Another day gone by so fast! I was able to get off work early on Tuesday so that I could make it to this week's art event on time. I had to leave right after a meeting at 4:15 (I LOVE MEETINGS) and head over to the Contemporary Museum of Art up on Chicago Street. I stopped for a Dunkin Donut on the way :) and was a bit early for our check in time of 5pm.
That museum is so industrial-looking. It reminded me of the Contemporary Museum we went to in Ottawa this christmas...very open, almost empty, artsy, up-to-you interpretation. The main exhibit was the Andy Warhol prints exhibit.
A few projects caught my attention, the first was the huge baby. It looked so real, except for the hair! but it was about 3 feet tall. I read that parts of it were enhanced/enlarged for emotional effect. It was made of mixed media materials (fake hair that looks "real," etc.) I couldn't figure out if the baby was made of porcelain or clay or what, but it was cool.

There was also another human-like statue thing upstairs that was the body and head of a boy, but the face was Hitler. The exhibit was called "HIM" and that's all it was. We walked through three rooms of emptiness before coming into a room with this one boy kneeling befrore a wall. You walk in and see the back of the boy, expecting to see a cute little boy kneeling, but you walk around and see the face of Hitler. Kinda creepy.

My favorite exhibit was the simplicity pictures on the main floor just before going upstairs. They were so simple at first, yet if you looked at them longer you could see more and more detail. That's the kind of photography I'd love to do if I did still shots. I like taking pictures of people, but that kind of scenery appeals to me too.
Other things at the CMA that stood out to me: Light room (Pink and Gold lights set up in random bars across the walls), different mobiles, video with just the mouth and teeth of someone talking, cool steps, the naked man statue, the rug-looking painting of different weights of paint dots in the pattern of a spiral, the original prints with which Andy Warhol did his art, different ways words can symbolize art, the vast whiteness and simplicity of the inside. the mixed media room exhibit with strings across the room and tiny town in the corner, and right as you walk into the museum you see cool white shiny box-like squares on the wall. (Sorry-I can't describe them better than that...I could draw them though)

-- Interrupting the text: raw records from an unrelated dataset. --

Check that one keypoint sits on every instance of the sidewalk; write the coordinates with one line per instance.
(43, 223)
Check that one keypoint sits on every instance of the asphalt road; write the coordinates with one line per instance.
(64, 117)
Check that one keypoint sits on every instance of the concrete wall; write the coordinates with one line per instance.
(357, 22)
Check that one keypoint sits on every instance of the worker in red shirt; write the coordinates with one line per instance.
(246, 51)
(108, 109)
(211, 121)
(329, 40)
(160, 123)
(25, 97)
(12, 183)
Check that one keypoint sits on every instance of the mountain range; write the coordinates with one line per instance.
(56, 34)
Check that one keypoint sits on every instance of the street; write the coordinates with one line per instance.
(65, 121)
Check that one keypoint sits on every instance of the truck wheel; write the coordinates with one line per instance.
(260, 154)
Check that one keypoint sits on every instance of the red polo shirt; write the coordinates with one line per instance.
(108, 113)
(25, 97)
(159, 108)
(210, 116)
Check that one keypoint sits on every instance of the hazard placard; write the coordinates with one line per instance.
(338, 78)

I was amazed at how people could describe their art. One of the canvas paintings was a black border with a red line border just inside of that. Nothing but white inside of the borders. Then they went on to describe how the black line keeps going and what that represents and other bs about the white space representing something else. I could do that! I could paint that exact painting with no training whatsoever.

I wonder what it takes for such simple art like that to get into this prestigious museum. I could just put a black dot on a page and explain it as something significant and it would probably sell for hundreds of dollars if the explanation was crazy enough. Amazing.
We stayed at the museum until around 7. The bookstore was funny and had sweet books like "50 boyfriends worse than yours," "50 things to do with a wife", CD of noises for a nosy neighbor (ie, screeming baby, party of over 200 people, full-fledged fight, banging pots and pans, etc.) Humorous stuff but also artsy books and texts as well.

Again, I went to bed early and didn't go on the computer. Hence, the lack of blogs and emails in the last few days.